Sex was, by the account of some, a basic human need, much like eating and drinking.
He disagreed. He’d done well without it for more years than he cared to recall. Just as he’d never needed alcohol. He valued control over all else, and anything that might distract him had been weeded out as unnecessary. That said, he couldn’t lie. He’d been looking forward to that part of marriage.
The acknowledgment of it nearly made him laugh. He liked to think of himself as being entirely above desire, but that wasn’t the case. He was simply very good at keeping it on a leash. The hours he spent working out late at night were a testament to the fact that he was sublimating desire, rather than absent of it completely.
Leah was his wife. His real wife, per the new plan outlined this morning.
He repeated that, over and over in his mind, trying to make it real. Trying to incorporate it into his vision for the future. Trying to figure out where she fit in with his end goal.
There was a fund-raiser tonight, for one of Ajax’s favored charities and that meant that the personal things would have to go on hold for a moment. He would worry about the physical piece of the marriage later. For tonight, they would simply have to put on a show for the people and press attending the fund-raiser.
He closed his thoughts down, narrowed his focus. He walked through the house, his footsteps loud on the tile. He hadn’t seen Leah since their argument that morning.
He finally found her in the study, her laptop on her lap, dark hair piled on her head. She’d ditched the baggy sweatshirt in favor of a T-shirt and yoga pants. She had a pen in her mouth, four bags of candy in front of her, with the highly recognizable pink-and-green-polka-dot logo associated with Leah’s Lollies, and she was typing furiously.
“I see your things arrived.”
She paused and looked up, golden eyes round. Then she straightened and tugged the pen from between her lips. “Yeah, and I had a few issues to deal with.”
“Chocolate emergency?”
“You’d be surprised. Some quality control stuff. I had to go and grab a few random bags of product to run an unofficial check. I haven’t found any problems, but I guess some deformed butterscotch high heels went through to the boutiques. I’m not very thrilled about it. Actually, Holt is my manufacturer, you know. I pay them, it’s all aboveboard, not a nepotism thing.”
“So you’re a client in addition to the Holt Corporation holding shares.”
“Indeed.”
“But now you’ve married into part ownership of Holt. I would suppose that means the shares are passing back to you in many ways. And now you own more of Leah’s Lollies.”
“One of my wins. One of the very few.”
“Perhaps few in this situation, but in general, it seems you’ve had quite a few. This is what you always said you wanted. You were always telling me about your ideas for a store. Pink, you said. It would be pink. Now they make paint that comes in Leah Pink, don’t they?”
She cocked her head to the side, a line creasing her forehead. “How did you know that?”
“I read about your work.” If there was a news article about her on a website, he clicked it, naturally. And occasionally, he was enticed to do an internet search to see how things were doing. Because it was nice to see how things were going for her. Because she was Rachel’s sister.
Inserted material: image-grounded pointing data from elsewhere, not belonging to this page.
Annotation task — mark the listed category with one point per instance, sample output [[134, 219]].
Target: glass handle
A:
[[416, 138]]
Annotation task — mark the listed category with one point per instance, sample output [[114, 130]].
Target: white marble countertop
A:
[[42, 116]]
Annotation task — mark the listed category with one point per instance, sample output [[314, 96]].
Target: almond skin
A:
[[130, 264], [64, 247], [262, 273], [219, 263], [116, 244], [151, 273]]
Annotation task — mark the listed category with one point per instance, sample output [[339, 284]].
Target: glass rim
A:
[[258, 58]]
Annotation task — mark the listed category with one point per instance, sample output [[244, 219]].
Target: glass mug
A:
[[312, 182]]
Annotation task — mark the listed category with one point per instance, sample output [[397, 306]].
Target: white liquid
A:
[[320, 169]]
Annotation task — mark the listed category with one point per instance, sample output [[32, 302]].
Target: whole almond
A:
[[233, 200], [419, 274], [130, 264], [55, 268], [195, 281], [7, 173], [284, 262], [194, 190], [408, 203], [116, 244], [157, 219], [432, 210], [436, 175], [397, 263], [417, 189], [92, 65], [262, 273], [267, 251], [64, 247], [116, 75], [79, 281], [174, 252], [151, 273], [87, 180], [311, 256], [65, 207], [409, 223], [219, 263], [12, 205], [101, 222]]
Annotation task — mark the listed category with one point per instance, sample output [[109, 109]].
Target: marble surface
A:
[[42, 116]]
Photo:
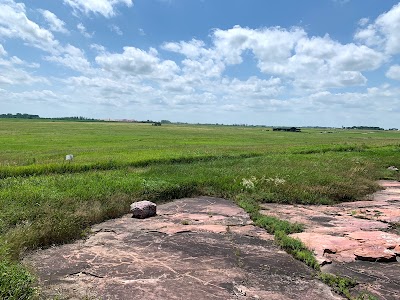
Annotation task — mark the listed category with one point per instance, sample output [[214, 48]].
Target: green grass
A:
[[45, 201]]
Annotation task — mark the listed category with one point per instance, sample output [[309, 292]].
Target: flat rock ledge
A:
[[198, 248], [358, 239]]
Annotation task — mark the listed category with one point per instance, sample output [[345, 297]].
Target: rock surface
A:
[[354, 238], [202, 248], [143, 209]]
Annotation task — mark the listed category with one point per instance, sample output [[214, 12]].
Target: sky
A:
[[288, 62]]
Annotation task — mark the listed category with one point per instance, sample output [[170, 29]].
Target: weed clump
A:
[[15, 282]]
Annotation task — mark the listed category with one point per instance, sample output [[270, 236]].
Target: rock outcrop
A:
[[143, 209]]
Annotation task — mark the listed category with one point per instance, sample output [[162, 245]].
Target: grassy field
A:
[[45, 200]]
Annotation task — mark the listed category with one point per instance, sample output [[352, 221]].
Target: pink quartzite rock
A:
[[375, 253], [143, 209]]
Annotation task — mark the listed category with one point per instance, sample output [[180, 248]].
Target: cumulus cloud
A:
[[394, 72], [383, 32], [15, 72], [15, 24], [137, 62], [71, 57], [101, 7], [310, 62], [116, 29], [54, 22]]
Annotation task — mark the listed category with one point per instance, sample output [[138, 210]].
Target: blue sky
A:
[[287, 62]]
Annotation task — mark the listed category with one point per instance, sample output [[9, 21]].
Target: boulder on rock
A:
[[143, 209]]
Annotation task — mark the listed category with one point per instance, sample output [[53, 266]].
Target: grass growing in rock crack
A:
[[281, 230], [45, 201]]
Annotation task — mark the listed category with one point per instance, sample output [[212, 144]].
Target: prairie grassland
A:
[[46, 201]]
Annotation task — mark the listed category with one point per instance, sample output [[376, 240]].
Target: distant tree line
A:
[[19, 116], [29, 116], [364, 128]]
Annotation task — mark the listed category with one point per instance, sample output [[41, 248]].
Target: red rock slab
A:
[[375, 253], [130, 258], [382, 238], [201, 218], [322, 244]]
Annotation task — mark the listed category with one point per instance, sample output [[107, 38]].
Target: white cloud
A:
[[83, 31], [116, 29], [383, 32], [394, 72], [136, 62], [310, 63], [15, 71], [141, 32], [15, 24], [102, 7], [73, 58], [54, 22], [98, 48]]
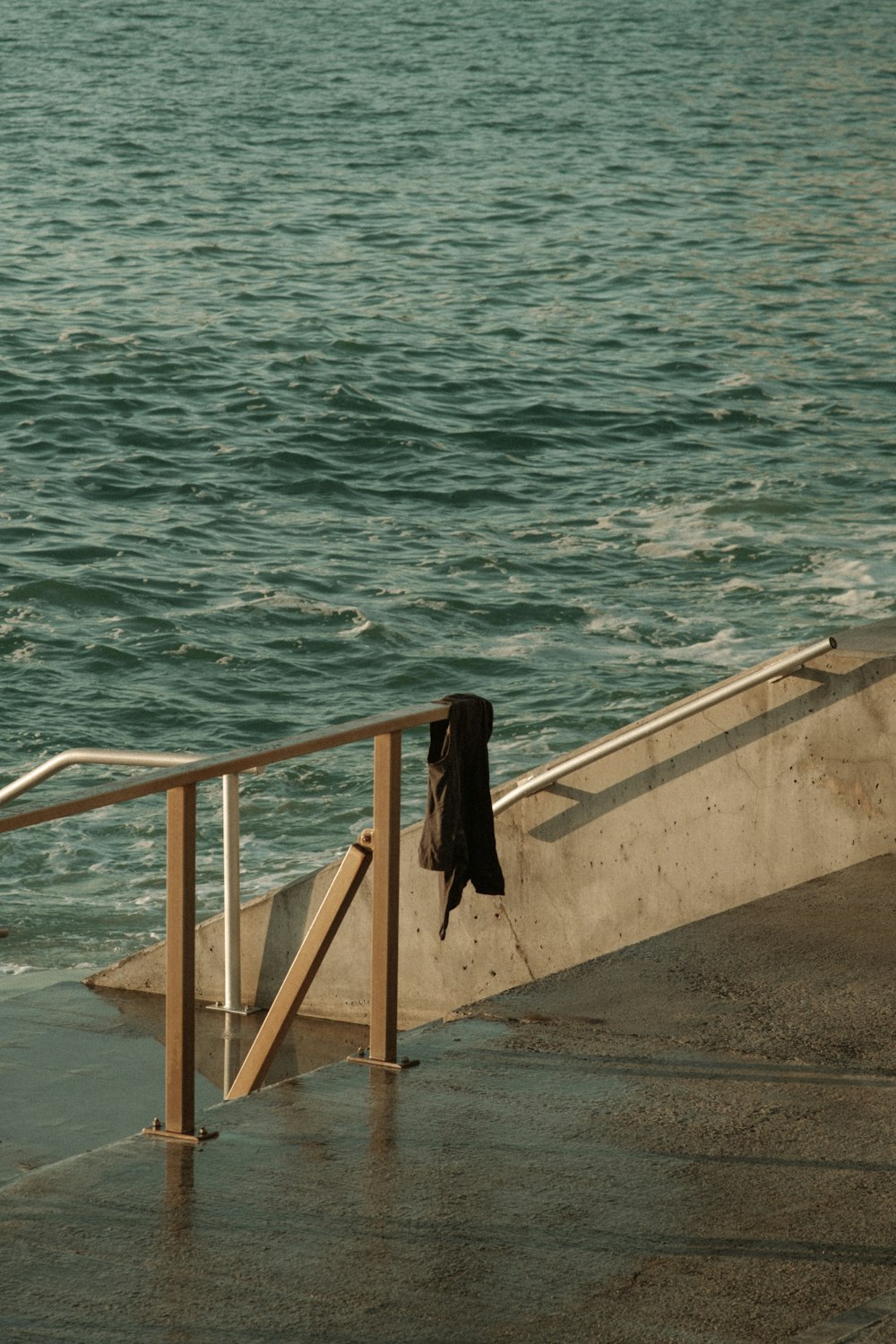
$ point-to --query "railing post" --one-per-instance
(180, 989)
(387, 823)
(233, 972)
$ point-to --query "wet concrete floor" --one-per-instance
(689, 1140)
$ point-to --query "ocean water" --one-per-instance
(359, 354)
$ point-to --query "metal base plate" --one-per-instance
(175, 1137)
(383, 1064)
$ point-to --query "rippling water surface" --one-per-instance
(359, 354)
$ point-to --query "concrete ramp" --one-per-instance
(686, 1140)
(785, 782)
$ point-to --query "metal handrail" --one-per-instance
(662, 719)
(90, 755)
(179, 784)
(101, 755)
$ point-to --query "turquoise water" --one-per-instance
(357, 355)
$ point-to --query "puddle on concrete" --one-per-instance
(81, 1069)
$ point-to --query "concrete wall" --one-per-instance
(780, 785)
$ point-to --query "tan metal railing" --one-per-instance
(381, 847)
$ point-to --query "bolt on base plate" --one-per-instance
(202, 1134)
(363, 1058)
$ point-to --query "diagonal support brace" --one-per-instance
(303, 970)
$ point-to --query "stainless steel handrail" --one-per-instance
(662, 719)
(90, 755)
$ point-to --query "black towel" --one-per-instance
(458, 830)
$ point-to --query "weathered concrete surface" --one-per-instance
(782, 784)
(688, 1142)
(80, 1070)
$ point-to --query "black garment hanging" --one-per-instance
(458, 828)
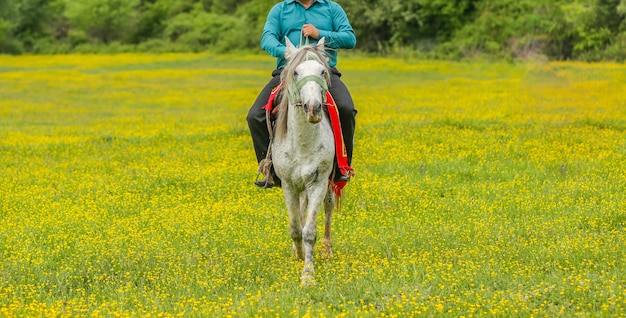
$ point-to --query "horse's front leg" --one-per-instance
(292, 200)
(329, 206)
(309, 231)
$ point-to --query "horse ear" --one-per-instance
(321, 44)
(290, 48)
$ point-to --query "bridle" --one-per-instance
(294, 91)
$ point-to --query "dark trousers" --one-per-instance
(257, 120)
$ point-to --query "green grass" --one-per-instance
(481, 190)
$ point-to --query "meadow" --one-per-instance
(482, 189)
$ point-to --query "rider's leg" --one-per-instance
(257, 118)
(347, 113)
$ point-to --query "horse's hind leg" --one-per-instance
(329, 205)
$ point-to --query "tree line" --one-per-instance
(588, 30)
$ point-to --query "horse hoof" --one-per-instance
(327, 250)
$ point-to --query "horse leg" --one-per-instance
(329, 205)
(295, 224)
(309, 232)
(297, 248)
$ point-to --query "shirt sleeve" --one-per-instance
(343, 36)
(270, 39)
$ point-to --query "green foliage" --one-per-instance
(103, 20)
(449, 29)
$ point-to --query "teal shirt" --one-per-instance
(287, 18)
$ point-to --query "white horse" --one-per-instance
(304, 149)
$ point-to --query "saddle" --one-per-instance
(271, 107)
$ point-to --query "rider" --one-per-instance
(311, 19)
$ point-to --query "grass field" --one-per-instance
(481, 190)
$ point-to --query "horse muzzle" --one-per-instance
(313, 112)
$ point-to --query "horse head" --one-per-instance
(307, 77)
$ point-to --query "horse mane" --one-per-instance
(287, 76)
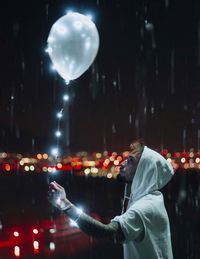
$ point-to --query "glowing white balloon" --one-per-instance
(73, 44)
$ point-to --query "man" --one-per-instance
(144, 227)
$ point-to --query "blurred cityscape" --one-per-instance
(31, 228)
It was only natural.
“Oh. Huh.” She looked back down at her screen, then back up. “Sorry, did you need something?”
“I forgot to mention that there is a charity event tonight Rachel and I planned on attending. Given the circumstances surrounding our marriage I’m certain the media will be there, and they will be waiting for the story.”
“You mean...we have to go to this?”
“Yes. If we miss it...if we miss it we’re inviting speculation. I will not give that to the public. I’ll not give it to Christofides.”
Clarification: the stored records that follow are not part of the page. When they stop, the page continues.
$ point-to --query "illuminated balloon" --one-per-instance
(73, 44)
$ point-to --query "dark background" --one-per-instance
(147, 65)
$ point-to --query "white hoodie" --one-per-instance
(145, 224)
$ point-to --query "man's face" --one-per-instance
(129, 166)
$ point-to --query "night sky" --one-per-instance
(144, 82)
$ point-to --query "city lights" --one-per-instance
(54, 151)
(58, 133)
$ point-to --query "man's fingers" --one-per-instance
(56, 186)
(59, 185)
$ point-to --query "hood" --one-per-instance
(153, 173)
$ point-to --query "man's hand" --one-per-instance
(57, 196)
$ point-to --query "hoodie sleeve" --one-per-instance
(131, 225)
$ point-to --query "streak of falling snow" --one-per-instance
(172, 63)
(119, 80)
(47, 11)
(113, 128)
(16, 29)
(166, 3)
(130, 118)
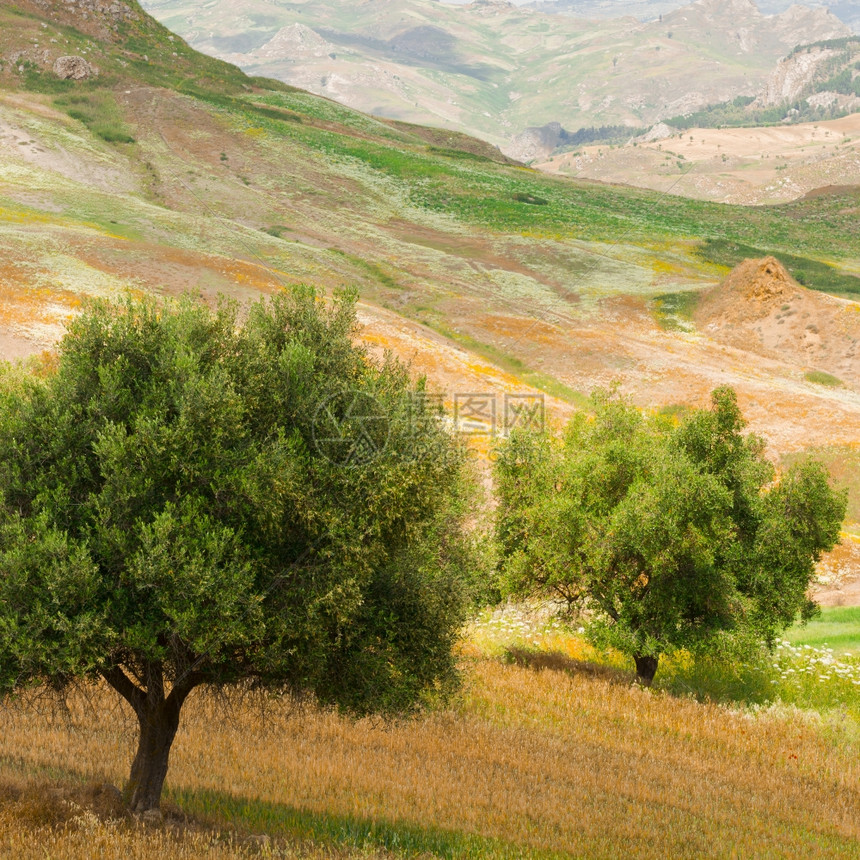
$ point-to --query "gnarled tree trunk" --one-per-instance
(158, 727)
(158, 717)
(646, 669)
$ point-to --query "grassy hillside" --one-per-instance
(165, 173)
(173, 173)
(546, 755)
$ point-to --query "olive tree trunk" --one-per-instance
(158, 727)
(158, 718)
(646, 669)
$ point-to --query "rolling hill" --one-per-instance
(130, 163)
(493, 69)
(166, 170)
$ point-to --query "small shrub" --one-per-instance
(820, 377)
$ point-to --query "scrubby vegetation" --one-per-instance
(199, 538)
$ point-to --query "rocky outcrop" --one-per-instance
(535, 142)
(73, 69)
(661, 131)
(793, 75)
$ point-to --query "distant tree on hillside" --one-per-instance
(671, 536)
(186, 501)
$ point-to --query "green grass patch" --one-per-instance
(838, 627)
(820, 377)
(674, 311)
(403, 838)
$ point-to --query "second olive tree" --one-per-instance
(669, 535)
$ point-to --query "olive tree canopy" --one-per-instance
(189, 500)
(670, 535)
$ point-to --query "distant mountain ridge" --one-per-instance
(493, 69)
(848, 11)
She put her hand on her forehead. “Oh, jeez.”
“Yes. Have you got a gown?”
“I have several. It’s a bad habit of mine, buying dresses that I don’t really have any reason to wear. Don’t judge. Everyone needs a hobby.”
“Well, in this case it seems it’s served us both well.”
“I suppose.”
He looked at her, and more specifically, at the way she wasn’t looking at him. Not really. Not the way she usually did. Usually when he looked at her, he saw the girl with sparkling eyes.
She looked different now. No glitter. Her face a bit more drawn, sculpted. And she seemed tired. He’d never seen her looking tired before. Leah was a woman of endless energy, at least she’d always seemed so to him. A constant sugar high that never seemed to end.